Cohomological equation and cocycle rigidity of parabolic actions in $SL(n,\RR)$

TL;DR

This paper investigates the solutions and obstructions to cohomological and cocycle equations in unitary representations of $SL(n,\RR)$, establishing conditions for rigidity and constructing smooth solutions with Sobolev estimates.

Contribution

It characterizes obstructions and solutions to cohomological equations in $SL(n,\RR)$ representations and determines when cocycle rigidity holds for higher rank parabolic actions.

Findings

Characterizes obstructions to solving the cohomological equation.

Constructs smooth solutions with tame Sobolev estimates.

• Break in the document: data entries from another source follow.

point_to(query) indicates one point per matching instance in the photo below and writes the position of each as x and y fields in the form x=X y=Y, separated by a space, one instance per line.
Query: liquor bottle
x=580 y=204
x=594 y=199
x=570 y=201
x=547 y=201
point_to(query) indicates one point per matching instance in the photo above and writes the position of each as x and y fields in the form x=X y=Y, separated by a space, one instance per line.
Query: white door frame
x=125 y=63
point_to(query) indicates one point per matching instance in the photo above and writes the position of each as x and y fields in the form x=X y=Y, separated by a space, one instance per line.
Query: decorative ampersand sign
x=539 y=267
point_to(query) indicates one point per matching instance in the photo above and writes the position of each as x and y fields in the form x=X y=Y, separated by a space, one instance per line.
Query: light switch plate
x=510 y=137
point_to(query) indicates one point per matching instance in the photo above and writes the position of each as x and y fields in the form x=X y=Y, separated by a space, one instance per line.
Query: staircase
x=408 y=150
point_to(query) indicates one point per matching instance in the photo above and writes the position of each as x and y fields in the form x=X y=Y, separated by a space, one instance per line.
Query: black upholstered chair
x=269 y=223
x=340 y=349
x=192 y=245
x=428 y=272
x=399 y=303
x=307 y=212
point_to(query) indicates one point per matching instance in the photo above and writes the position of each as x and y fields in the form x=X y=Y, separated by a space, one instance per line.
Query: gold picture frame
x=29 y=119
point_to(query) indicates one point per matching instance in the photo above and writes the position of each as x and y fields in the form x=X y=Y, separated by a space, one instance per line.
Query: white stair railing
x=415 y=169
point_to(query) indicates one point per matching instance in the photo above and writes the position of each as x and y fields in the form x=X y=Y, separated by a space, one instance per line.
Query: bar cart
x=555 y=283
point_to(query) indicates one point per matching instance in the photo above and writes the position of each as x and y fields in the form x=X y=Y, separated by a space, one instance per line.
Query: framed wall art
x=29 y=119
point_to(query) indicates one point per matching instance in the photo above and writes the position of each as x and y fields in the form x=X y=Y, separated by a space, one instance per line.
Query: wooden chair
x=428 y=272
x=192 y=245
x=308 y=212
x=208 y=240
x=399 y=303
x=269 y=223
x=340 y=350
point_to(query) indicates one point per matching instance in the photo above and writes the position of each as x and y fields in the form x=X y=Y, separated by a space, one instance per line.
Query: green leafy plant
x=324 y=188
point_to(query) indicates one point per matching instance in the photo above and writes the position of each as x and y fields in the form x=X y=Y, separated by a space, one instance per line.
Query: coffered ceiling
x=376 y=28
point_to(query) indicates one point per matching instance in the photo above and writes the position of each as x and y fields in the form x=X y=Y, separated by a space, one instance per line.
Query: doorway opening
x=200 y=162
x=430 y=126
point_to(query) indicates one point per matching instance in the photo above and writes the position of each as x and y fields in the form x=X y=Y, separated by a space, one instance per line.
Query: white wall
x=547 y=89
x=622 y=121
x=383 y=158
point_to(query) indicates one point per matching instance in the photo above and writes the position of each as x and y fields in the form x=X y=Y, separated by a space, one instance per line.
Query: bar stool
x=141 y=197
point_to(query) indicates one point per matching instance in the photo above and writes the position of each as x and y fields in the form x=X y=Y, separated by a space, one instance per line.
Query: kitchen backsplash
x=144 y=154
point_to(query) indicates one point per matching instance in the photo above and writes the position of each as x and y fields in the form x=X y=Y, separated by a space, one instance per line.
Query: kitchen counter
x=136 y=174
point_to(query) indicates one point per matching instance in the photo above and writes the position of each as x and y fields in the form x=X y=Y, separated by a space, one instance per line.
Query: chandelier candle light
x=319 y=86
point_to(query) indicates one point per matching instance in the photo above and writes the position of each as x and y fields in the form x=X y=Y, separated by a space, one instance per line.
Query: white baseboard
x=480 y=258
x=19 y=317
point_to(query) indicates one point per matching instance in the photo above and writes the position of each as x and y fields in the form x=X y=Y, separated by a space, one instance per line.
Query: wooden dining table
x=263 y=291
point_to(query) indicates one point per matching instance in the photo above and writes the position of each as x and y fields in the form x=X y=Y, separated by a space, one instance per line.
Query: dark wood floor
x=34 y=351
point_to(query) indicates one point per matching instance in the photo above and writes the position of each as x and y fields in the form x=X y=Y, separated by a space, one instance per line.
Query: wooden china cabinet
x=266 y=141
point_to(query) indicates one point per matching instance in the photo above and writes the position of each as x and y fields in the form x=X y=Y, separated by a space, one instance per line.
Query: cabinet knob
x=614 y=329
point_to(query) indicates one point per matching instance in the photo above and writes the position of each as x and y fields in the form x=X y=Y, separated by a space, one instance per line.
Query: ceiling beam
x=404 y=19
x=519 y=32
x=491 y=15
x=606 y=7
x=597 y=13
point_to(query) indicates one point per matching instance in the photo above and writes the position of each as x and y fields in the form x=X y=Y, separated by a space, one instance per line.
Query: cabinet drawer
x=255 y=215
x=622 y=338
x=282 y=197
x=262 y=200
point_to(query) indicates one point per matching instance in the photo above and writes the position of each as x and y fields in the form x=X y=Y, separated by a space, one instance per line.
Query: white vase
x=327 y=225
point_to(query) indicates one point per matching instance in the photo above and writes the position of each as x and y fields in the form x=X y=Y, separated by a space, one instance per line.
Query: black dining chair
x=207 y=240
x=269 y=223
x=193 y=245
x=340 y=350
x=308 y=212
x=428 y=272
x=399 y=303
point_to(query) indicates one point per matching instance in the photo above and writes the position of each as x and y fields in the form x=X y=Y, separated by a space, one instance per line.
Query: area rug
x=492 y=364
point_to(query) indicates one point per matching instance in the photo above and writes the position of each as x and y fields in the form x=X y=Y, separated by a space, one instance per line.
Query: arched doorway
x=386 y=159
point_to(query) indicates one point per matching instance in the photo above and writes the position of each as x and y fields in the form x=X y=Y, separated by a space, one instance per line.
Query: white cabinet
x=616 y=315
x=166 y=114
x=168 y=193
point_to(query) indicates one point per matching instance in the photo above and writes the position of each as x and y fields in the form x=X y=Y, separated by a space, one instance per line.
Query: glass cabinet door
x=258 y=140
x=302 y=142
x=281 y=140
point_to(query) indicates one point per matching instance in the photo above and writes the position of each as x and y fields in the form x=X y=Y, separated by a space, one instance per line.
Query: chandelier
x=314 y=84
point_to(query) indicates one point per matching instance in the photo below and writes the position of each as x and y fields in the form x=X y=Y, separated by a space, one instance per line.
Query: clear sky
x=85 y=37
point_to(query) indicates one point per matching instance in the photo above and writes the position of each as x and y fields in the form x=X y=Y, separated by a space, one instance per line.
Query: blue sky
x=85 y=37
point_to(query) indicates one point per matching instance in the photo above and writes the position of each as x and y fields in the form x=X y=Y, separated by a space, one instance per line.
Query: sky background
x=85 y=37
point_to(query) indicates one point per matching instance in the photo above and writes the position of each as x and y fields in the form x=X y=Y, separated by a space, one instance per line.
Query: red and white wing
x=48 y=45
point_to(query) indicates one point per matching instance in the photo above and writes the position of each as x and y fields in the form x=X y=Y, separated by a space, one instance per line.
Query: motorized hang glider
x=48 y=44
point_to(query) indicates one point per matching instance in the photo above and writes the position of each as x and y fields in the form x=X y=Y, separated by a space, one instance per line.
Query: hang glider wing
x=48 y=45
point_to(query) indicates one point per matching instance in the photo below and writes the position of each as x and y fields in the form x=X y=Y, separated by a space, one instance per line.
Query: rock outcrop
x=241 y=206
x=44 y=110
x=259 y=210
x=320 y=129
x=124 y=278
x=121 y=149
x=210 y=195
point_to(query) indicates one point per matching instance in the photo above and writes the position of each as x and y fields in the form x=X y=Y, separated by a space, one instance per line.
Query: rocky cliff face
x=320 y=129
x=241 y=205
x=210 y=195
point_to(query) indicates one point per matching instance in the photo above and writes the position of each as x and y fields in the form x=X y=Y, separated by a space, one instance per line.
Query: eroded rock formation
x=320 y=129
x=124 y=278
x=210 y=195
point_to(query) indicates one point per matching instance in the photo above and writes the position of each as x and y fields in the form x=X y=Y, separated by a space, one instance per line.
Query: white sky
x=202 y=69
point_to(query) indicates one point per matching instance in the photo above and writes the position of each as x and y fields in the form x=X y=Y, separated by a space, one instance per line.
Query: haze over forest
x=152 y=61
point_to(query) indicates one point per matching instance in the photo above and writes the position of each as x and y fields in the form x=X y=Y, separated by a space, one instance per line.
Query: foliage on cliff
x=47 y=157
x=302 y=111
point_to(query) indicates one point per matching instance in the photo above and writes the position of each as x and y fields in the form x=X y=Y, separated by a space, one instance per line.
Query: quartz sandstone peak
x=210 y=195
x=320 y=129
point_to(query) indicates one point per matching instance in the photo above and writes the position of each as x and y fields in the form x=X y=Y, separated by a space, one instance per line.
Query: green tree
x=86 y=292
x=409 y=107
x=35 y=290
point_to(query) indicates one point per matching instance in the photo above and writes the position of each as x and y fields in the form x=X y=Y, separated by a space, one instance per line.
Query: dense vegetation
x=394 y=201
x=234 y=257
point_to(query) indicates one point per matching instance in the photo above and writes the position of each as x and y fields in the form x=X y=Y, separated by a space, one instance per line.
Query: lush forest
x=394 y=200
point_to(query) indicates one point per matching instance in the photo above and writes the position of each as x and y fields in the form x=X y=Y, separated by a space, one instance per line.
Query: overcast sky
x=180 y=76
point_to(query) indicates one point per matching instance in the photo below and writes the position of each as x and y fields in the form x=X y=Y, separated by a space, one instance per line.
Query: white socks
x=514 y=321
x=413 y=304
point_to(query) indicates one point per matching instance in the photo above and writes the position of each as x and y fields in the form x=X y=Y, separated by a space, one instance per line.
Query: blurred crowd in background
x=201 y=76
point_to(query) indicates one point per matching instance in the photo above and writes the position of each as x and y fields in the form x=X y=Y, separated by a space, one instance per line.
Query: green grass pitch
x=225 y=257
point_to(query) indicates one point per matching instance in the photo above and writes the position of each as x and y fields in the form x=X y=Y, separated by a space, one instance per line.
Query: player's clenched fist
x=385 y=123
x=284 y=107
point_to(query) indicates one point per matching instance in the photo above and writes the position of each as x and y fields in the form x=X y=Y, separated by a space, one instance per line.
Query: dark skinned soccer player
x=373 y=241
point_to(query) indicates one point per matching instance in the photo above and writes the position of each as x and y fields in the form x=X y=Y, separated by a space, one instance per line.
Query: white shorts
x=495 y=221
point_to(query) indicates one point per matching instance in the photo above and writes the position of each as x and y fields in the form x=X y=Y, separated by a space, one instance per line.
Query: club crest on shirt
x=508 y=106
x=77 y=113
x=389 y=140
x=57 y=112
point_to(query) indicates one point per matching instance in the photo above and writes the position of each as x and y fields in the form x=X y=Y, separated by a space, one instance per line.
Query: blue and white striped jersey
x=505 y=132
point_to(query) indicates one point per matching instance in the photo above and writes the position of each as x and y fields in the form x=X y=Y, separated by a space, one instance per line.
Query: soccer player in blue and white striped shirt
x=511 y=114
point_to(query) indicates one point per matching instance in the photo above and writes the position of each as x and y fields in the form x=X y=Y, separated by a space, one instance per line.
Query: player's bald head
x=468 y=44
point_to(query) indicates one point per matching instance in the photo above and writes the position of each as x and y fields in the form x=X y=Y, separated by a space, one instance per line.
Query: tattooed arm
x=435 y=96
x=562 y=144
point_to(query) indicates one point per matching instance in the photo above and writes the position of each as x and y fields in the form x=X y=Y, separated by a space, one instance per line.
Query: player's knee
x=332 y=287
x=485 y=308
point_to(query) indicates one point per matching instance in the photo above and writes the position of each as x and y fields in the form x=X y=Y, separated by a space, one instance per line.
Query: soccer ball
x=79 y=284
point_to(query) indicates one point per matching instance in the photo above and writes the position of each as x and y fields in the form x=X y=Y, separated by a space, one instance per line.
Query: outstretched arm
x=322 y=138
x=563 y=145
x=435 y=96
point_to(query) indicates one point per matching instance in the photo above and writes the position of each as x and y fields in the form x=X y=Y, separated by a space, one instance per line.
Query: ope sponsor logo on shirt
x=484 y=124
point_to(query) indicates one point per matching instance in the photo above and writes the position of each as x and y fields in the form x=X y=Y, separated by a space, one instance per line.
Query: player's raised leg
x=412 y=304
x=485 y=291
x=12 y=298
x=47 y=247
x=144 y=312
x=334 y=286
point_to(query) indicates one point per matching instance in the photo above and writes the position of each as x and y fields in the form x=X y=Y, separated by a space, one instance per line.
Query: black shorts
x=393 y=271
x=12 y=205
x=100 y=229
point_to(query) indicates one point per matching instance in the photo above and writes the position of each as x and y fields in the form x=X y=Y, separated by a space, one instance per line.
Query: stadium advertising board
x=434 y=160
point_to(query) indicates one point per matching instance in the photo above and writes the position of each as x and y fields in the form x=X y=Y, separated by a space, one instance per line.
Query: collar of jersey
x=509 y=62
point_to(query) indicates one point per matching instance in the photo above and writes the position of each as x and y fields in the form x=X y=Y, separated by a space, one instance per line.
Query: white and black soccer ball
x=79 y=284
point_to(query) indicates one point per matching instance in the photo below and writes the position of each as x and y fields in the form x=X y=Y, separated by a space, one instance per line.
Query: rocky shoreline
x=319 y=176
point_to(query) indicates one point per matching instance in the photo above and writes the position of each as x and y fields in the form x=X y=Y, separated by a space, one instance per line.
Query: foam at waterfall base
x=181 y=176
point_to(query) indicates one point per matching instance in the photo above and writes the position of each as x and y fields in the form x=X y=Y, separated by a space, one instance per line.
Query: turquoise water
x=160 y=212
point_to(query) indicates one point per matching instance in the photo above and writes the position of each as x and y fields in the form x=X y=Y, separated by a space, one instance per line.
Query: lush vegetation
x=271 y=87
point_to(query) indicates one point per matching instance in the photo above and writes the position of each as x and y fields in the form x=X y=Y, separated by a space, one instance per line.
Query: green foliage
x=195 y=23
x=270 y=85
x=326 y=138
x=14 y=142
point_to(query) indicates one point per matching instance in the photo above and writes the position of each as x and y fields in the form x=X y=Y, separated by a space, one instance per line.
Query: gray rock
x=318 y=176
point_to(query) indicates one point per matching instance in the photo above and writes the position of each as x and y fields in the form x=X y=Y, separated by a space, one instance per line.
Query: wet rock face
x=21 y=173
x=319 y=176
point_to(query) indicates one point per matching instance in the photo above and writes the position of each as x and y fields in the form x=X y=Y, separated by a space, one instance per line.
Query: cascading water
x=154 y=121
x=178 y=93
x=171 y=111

Establishes conditions for cocycle rigidity in higher rank parabolic actions.

Abstract

For any unitary representation $(\pi,\mathcal{H})$ of $G=SL(n,\RR)$, $n\geq 3$ without non-trivial $G$-invariant vectors, we study smooth solutions of the cohomological equation $\mathfrak{u}f=g$ where $\mathfrak{u}$ is a vector in the root space of $\mathfrak{sl}(n,\RR)$ and $g$ is a given vector in $\mathcal{H}$. We characterize the obstructions to solving the cohomological equation, construct smooth solutions of the cohomological equation and obtain tame Sobolev estimates for $f$. We also study common solutions to (the infinitesimal version of) the cocycle equation $\mathfrak{u}h=\mathfrak{v}g$, where $\mathfrak{u}$ and $\mathfrak{v}$ are commutative vectors in different root spaces of $\mathfrak{sl}(n,\RR)$ and $g$ and $h$ are given vectors in $\mathcal{H}$. We give precisely the condition under which the cocycle equation has common solutions: $(*)$ if $\mathfrak{u}$ and $\mathfrak{v}$ embed in $\mathfrak{sl}(2,\RR)\times \RR$, then the common solution exists. Otherwise, we show counter examples in each $SL(n,\RR)$, $n\geq 3$. As an application, we obtain smooth cocycle rigidity for higher rank parabolic actions over $SL(n,\RR)/\Gamma$, $n\geq 4$ if the Lie algebra of the acting parabolic subgroup contains a pair $\mathfrak{u}$ and $\mathfrak{v}$ satisfying property $(*)$ and prove that the cocycle rigidity fails otherwise. Especially, the cocycle rigidity always fails for $SL(3,\RR)$. The main new ingredient in the proof is making use of unitary duals of various subgroup in $SL(n,\RR)$ isomorphic to $SL(2,\RR)\ltimes\RR^2$ or $(SL(2,\RR)\ltimes\RR^2)\ltimes\RR^3$ obtained by Mackey theory.